The order in which metadata updates are made is unsafe. There may be time windows during which the QCOW2 image is in an inconsistent state. For example, an old L2 cluster is freed before a new one is allocated and put in place. An interruption during these time windows will result in data loss.
This could be fixed by ensuring that metadata updates never transition through an inconsistent QCOW2 image state. (The worst case scenario would be leaked clusters but never data loss.)

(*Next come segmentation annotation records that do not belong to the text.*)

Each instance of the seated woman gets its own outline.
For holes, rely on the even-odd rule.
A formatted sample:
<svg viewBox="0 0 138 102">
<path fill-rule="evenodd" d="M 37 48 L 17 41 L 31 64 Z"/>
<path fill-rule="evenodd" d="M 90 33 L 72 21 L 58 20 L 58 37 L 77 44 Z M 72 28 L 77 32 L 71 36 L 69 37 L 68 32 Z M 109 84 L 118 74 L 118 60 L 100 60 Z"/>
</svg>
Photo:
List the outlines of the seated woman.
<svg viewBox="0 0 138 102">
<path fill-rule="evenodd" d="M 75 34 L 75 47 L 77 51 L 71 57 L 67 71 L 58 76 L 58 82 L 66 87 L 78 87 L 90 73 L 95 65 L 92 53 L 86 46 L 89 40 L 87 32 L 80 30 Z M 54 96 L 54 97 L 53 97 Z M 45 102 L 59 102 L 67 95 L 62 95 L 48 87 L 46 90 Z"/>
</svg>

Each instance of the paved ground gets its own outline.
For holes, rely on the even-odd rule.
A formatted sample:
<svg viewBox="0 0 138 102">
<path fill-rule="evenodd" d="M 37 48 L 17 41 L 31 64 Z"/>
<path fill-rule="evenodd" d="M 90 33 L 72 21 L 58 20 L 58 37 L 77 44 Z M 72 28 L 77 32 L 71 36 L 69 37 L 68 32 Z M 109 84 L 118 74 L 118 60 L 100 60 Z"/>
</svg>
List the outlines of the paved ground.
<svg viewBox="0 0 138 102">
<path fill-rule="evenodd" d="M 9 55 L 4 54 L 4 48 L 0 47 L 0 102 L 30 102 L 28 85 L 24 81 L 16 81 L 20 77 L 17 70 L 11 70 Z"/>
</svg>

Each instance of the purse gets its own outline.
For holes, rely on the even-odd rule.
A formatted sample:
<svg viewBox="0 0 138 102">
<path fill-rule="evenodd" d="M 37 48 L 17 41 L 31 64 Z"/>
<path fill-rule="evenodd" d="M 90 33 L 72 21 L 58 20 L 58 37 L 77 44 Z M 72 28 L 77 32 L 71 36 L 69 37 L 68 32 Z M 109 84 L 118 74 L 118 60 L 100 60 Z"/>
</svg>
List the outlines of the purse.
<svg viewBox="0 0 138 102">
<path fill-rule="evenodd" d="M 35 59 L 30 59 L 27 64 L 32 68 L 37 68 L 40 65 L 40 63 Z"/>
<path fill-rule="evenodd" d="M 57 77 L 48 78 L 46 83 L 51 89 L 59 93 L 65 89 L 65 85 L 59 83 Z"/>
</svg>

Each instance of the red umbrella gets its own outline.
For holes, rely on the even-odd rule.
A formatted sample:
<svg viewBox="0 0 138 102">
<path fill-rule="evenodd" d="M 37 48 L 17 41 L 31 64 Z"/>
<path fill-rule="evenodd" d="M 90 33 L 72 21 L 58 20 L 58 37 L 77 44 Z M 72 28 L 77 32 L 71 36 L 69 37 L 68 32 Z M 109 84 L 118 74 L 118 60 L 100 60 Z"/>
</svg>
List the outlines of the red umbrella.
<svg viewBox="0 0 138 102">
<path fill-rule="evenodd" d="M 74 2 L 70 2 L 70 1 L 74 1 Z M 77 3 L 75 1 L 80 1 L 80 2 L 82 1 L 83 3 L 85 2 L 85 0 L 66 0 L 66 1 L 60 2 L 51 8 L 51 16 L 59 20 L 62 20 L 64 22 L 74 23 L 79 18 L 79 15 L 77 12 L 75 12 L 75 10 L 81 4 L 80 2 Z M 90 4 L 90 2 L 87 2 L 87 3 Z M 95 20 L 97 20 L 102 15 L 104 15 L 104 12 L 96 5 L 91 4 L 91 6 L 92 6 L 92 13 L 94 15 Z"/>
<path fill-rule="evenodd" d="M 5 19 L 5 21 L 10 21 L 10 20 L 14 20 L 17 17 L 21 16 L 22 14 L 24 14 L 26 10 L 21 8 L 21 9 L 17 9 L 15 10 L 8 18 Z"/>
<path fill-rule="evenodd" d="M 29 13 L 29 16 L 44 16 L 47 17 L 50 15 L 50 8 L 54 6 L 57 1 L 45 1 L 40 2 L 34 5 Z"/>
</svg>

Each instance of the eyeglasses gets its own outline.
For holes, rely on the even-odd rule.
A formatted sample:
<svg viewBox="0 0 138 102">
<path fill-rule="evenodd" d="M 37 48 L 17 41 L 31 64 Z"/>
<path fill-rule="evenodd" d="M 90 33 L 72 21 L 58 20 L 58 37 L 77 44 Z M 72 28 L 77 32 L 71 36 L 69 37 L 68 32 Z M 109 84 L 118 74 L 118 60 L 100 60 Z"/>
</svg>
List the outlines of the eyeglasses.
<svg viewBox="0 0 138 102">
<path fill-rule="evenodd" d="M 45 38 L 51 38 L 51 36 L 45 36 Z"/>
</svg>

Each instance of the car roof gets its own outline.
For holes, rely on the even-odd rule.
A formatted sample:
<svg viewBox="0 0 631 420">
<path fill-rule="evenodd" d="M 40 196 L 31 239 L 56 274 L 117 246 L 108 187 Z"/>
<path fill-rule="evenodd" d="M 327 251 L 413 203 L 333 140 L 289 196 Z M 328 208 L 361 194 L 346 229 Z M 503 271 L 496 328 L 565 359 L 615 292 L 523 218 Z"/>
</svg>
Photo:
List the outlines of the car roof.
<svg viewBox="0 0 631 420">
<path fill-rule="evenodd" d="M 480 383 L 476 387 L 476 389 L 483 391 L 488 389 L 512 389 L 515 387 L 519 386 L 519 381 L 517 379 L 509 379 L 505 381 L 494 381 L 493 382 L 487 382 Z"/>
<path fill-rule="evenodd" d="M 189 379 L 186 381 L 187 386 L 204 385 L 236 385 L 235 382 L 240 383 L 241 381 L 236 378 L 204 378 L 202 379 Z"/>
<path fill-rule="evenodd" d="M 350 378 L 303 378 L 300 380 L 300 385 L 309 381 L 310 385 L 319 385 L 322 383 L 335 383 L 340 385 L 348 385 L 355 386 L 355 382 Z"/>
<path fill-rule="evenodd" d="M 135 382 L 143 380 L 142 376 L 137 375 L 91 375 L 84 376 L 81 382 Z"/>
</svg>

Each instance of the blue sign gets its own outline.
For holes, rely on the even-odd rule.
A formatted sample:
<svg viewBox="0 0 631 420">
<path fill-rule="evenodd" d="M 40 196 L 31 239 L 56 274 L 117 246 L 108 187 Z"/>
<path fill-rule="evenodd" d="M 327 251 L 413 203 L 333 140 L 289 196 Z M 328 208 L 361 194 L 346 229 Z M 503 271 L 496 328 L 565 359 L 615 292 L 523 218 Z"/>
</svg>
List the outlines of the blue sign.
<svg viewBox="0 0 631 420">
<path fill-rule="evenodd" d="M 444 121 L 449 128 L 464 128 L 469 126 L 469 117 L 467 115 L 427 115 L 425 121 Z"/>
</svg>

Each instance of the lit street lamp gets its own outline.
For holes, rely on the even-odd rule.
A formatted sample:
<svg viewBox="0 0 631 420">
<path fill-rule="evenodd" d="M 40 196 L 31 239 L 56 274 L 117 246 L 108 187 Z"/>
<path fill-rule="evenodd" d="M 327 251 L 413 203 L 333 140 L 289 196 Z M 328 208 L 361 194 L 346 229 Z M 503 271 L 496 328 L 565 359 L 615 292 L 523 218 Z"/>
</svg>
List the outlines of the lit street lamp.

There is no data integrity when cache=writeback or cache=none. (Although cache=none bypasses the page cache, the physical disk may have a volatile write cache that needs to be flushed). QCOW2 metadata updates do not use barriers and may therefore be written to disk out of order. If disk I/O is interrupted (e.g. host power failure), the result may be an inconsistent QCOW2 image.
This could be fixed by calling fdatasync() in the right places in the QCOW2 code. But using fdatasync() seems like a big performance issue here and we are basically degrading to cache=writethrough - we don't actually want a flush, we want a barrier.
Kevin Wolf has addressed instances of error code paths and metadata update ordering. He has introduced a bdrv_(p)write_sync() functions to ensure that metadata update ordering is preserved.
Currently there may still be error code path and Metadata update ordering, Part 1 issues left.
Performance could be improved using a userspace I/O barrier instead of syncs.